Use this for config writers, grade exports, or any capstone workflow that rewrites important files and must survive power loss cleanly.

Required Artifact

Draw the crash points and state what exists after reboot.


Case Study 2: select Falls Over With Many Sockets

Scenario: A server watches 50,000 connections with select. CPU rises even when little traffic arrives.

Source anchor: epoll(7) explains scalable readiness notification through interest and ready lists.

Module concepts: select, poll, epoll, readiness, event loop.

Wrong Approach

"All readiness APIs scale the same."

Better Approach

Use an event-loop model:

interest list:
file descriptors to watch

ready list:
descriptors ready for I/O

loop:
wait, drain, update interest

Tradeoff Table

ChoiceGainCost
selectwidely knownpoor scaling at high fd counts
pollsimpler fd-set handlingstill scans all fds
epollefficient for many idle socketsLinux-specific complexity

Failure Mode

The server repeatedly scans large descriptor sets even when little is ready, so CPU climbs with connection count rather than useful work.

Project / Capstone Connection

This fits chat servers, websocket backends, or proxy capstones that need to hold many mostly-idle connections efficiently.

Required Artifact

Compare select, poll, and epoll for 50,000 mostly-idle sockets.


Case Study 3: Page Cache Makes Benchmark Lie

Scenario: A file-read benchmark is extremely fast on the second run. The learner concludes the disk is fast.
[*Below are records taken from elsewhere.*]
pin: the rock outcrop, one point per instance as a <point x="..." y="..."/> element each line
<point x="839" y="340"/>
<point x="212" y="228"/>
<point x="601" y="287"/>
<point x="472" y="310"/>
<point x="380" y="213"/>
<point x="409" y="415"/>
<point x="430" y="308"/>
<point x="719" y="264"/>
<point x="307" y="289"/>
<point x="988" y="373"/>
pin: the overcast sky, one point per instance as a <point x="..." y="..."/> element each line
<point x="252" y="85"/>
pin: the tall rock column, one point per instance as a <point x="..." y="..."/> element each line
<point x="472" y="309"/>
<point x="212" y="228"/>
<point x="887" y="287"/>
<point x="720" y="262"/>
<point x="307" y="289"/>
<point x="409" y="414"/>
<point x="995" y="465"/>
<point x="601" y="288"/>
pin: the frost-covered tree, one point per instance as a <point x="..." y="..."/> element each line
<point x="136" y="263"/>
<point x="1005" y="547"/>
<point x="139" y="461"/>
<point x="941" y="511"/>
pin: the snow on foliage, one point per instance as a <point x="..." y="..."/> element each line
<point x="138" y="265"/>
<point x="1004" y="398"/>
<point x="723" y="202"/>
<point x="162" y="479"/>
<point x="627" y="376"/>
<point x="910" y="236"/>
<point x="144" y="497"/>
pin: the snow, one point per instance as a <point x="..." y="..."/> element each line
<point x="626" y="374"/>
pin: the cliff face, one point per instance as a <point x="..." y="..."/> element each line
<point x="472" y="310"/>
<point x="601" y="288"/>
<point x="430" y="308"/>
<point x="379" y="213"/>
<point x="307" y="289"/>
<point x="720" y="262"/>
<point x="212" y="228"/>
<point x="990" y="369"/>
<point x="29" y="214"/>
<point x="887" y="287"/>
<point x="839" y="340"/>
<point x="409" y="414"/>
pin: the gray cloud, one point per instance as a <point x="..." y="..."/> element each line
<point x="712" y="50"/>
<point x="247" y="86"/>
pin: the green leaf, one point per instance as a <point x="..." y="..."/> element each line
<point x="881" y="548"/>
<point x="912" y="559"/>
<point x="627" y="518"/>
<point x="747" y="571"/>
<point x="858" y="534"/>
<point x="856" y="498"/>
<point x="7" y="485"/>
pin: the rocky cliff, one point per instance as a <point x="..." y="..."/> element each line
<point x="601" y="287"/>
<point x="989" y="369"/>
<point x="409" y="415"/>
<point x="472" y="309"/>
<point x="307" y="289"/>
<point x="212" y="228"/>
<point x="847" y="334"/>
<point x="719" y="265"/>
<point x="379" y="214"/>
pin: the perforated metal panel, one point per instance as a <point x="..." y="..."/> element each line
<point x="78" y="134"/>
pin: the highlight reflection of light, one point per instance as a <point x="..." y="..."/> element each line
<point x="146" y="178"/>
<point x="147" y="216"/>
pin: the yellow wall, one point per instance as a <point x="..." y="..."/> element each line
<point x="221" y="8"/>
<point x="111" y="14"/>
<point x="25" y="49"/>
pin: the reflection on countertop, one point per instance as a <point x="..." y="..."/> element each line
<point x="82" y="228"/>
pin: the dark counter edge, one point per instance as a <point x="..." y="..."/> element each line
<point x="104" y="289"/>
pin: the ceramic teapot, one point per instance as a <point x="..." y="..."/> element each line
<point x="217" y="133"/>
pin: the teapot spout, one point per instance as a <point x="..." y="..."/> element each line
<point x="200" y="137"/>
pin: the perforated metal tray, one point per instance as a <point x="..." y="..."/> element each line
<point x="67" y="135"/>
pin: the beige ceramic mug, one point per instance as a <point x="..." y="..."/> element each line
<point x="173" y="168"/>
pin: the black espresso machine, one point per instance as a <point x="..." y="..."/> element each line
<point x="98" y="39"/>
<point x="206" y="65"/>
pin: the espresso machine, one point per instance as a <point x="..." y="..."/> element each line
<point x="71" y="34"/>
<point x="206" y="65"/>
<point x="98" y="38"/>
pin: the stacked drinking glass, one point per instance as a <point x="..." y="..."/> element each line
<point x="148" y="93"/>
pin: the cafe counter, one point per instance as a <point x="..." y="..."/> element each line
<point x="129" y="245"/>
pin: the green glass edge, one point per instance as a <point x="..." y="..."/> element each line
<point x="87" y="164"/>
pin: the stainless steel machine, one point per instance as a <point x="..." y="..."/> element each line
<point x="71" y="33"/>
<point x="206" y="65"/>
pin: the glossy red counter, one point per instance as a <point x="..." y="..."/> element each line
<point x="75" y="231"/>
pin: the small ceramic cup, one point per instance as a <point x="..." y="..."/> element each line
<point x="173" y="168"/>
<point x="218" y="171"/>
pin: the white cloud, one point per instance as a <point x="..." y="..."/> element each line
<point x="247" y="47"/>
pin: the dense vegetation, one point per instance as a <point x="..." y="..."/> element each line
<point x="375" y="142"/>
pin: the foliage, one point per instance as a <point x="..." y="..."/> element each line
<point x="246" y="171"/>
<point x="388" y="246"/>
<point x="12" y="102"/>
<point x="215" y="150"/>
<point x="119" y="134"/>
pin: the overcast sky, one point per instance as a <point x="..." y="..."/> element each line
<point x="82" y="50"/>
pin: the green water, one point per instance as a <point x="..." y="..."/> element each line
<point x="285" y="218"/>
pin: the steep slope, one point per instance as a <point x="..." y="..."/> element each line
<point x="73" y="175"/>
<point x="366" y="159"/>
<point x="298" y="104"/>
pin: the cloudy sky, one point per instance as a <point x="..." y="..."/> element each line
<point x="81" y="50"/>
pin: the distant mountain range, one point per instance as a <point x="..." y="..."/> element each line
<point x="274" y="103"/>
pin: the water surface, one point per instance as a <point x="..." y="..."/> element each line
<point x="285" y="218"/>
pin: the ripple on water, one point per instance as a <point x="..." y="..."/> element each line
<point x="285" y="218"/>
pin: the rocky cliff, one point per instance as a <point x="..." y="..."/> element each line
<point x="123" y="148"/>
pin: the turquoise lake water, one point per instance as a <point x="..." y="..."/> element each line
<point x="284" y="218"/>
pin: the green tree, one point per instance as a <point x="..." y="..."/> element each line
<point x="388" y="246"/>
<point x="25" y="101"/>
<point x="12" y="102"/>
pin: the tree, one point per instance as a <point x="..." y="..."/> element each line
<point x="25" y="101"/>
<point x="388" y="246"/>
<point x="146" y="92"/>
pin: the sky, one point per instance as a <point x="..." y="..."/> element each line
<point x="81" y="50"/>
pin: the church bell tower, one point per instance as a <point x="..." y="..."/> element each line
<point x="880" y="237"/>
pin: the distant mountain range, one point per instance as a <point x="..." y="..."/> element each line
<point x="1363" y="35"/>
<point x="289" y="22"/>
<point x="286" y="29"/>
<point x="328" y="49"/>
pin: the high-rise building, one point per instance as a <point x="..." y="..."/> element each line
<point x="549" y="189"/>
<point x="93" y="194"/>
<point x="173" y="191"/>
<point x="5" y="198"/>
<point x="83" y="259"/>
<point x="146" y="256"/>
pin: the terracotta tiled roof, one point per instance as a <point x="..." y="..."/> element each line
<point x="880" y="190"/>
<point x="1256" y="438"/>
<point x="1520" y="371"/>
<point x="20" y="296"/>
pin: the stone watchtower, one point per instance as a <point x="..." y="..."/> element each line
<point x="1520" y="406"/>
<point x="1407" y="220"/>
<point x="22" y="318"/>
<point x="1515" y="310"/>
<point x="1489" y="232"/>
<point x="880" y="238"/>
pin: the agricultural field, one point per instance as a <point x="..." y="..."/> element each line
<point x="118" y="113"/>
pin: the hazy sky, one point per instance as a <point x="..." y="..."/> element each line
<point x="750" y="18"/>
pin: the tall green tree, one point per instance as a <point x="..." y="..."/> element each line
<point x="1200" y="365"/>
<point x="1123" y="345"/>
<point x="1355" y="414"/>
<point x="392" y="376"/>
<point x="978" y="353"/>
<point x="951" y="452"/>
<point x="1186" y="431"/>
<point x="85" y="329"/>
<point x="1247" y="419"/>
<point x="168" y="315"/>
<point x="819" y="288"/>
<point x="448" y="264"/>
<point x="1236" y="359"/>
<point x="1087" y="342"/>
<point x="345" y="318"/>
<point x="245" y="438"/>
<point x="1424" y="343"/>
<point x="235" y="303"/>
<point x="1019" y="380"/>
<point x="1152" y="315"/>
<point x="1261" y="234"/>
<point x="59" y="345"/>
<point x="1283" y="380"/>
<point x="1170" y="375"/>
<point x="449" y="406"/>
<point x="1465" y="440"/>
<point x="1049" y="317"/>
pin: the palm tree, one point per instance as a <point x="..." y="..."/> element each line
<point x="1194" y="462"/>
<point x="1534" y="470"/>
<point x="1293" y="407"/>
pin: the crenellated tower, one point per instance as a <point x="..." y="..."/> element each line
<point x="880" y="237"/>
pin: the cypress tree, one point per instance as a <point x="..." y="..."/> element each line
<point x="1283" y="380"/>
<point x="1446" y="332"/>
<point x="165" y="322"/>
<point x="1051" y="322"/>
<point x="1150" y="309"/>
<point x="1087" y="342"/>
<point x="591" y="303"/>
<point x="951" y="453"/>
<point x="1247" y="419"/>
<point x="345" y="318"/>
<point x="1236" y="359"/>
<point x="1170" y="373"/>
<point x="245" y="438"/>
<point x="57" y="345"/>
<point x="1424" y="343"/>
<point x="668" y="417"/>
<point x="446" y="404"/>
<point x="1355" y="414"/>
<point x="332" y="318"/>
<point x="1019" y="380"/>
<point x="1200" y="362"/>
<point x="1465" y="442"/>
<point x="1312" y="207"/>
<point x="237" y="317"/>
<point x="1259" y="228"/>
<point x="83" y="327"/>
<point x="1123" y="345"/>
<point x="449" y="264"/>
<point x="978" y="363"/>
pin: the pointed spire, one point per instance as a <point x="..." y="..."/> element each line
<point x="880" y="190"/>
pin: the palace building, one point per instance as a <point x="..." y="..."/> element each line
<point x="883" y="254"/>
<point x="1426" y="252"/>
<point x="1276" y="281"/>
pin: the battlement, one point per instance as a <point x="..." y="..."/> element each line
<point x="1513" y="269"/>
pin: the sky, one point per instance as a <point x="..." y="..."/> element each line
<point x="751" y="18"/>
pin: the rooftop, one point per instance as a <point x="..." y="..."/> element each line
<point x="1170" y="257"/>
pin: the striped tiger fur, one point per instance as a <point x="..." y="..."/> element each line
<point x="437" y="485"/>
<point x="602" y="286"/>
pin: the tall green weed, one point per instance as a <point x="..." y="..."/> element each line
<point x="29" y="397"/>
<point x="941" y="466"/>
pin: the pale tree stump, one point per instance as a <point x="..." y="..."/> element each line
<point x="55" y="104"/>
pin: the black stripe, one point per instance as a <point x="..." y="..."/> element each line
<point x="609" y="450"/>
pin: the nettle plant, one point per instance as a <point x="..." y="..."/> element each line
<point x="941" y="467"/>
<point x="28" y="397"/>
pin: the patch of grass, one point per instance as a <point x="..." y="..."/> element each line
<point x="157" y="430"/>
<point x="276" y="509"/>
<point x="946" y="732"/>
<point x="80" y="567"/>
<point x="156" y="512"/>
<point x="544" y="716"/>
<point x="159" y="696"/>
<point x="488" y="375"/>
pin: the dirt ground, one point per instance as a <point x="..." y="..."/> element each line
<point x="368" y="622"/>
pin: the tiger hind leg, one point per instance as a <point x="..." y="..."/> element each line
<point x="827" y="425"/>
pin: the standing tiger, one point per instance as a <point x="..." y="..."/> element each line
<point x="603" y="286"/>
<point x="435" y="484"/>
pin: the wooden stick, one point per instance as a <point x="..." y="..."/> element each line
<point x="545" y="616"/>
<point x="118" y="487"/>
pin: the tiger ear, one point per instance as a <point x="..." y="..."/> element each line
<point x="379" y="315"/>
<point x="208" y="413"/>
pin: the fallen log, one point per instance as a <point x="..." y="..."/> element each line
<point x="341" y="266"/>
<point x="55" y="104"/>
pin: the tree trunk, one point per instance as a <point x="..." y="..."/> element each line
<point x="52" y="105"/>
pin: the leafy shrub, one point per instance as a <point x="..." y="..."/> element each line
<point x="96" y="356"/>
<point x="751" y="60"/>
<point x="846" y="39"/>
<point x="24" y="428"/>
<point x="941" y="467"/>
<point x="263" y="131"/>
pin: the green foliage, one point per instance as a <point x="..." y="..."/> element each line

Source anchor: Linux filesystem behavior and page cache explain cached reads. See Linux page cache documentation where available, plus module readings.

Module concepts: page cache, cold cache, warm cache, benchmarking.

Wrong Approach

Benchmark only warm-cache reads.

Better Approach

State cache condition:

cold run:
includes storage I/O

warm run:
measures memory/page-cache path

production:
estimate cache hit ratio

Tradeoff Table

ChoiceGainCost
warm-cache-only benchmarkeasy repeatabilitymisleading storage claims
cold and warm runsfuller pictureharder setup
production trace correlationrealistic interpretationmore measurement work

Failure Mode

The second run measures memory-resident page-cache behavior, but the learner reports it as disk throughput and reaches the wrong system conclusion.

Project / Capstone Connection

Use this when presenting benchmark results for backup tools, media pipelines, or data-ingest capstones that depend on storage behavior.

Required Artifact

Write a benchmark report with cold/warm runs, cache condition, and interpretation.


Case Study 4: File Descriptor Leak

Scenario: A server opens files/sockets and forgets to close some error paths. Eventually EMFILE appears.

Source anchor: Linux open(2) and close(2) man pages describe file descriptors and lifecycle. See open(2) and close(2).

Module concepts: file descriptor, open-file table, resource leak, limits.

Wrong Approach

"Memory is the only leak that matters."

Better Approach

Track fd ownership:

open point:
who owns fd?

transfer:
does ownership move?

close:
all success/error paths

Tradeoff Table

ChoiceGainCost
implicit fd ownershipquick codingleak-prone error paths
explicit owner per fdclearer cleanupmore discipline
RAII/helper wrappersafer lifecycleabstraction overhead

Failure Mode

Open descriptors survive exceptional paths and retries until the process hits the per-process fd limit and new opens fail with EMFILE.

Project / Capstone Connection

This belongs in servers, crawlers, or pipeline capstones that open many files and sockets under mixed success and failure paths.

Required Artifact

Write an fd ownership checklist and leak reproduction.


Case Study 5: Synchronous Logging Blocks Request Path

Scenario: Every request writes and flushes a log line synchronously. Tail latency follows disk latency.

Source anchor: fsync(2) and I/O readiness docs show why persistence and request latency are coupled when flushed inline.

Module concepts: synchronous I/O, buffering, durability, latency.

Wrong Approach

Flush every log line on the request thread.

Better Approach

Separate durability class:

audit/security event:
durable path required

debug/request log:
buffered async path acceptable

Tradeoff Table

ChoiceGainCost
synchronous flush per requeststrongest per-line durabilityhigh latency
buffered async loggingfast request pathbounded log loss
split audit vs debug channelsaligned durabilityadded routing complexity

Failure Mode

Request latency inherits storage latency because the request thread blocks on every flush instead of handing off noncritical logs.

Project / Capstone Connection

Apply this when deciding how application, audit, and debug logs should flow through capstone services with different loss-tolerance requirements.

Required Artifact

Create a logging durability matrix: event type, loss tolerance, flush policy, backpressure behavior.


Source Map

SourceUse it for
fsync(2)durability and flushing
epoll(7)scalable readiness notification
open(2) and close(2)file descriptor lifecycle

Completion Standard

  • At least three artifacts are completed.
  • At least one artifact includes crash points.
  • At least one artifact compares readiness APIs.